I'm an experienced Gentoo user with a custom kernel. When I noticed that my kernel was able to detect the reader but not the card (it shows up as /dev/sdX, but never appears a partition and whatever interaction with that device returns "no medium found" or something like that) I begun searching the kernel looking for forgotten modules and settings. Well, after several reboots I ended activating every single module in the SD/MMC section of the kernel. 

Nothing happened.

Humilliated :p but in despair I went to an Ubuntu box in order to see what ubuntu load when it detects the reader and the card, and thus replicate the scenario in my box.
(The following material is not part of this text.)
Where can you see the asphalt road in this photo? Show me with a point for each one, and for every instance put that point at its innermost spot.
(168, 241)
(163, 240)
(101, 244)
Ubuntu not only mounted immediately the microsd and showed it to me with Nautilus, but didn't load any visible module. So I felt myself a little lost.

// AT HOME

I've got three gentoo boxes; all of them showed the same behaviour: the card didn't show up. At last, not sure even of my sanity, I begun switching memories (NOTE: The memory always worked, besides, remember what did Ubuntu) to see if there was a little change.

Here is what's really crazy: A SD card (not microSD, but SD) worked flawlessly. I grabbed a SD/microSD adapter and tested all my microSD cards -- all of them worked like a charm.

Conclusion: Gentoo (gentoo-sources?) is not able to see the microSD slot, but the SD slot of the card reader works flawlessly.  Is that EVEN possible? I can't find an explanation or a solution. Although, at least I think it might help someone.

I'll be glad of any idea or hint or something that lead me to at least an explanation.

Thanks in advance.

----------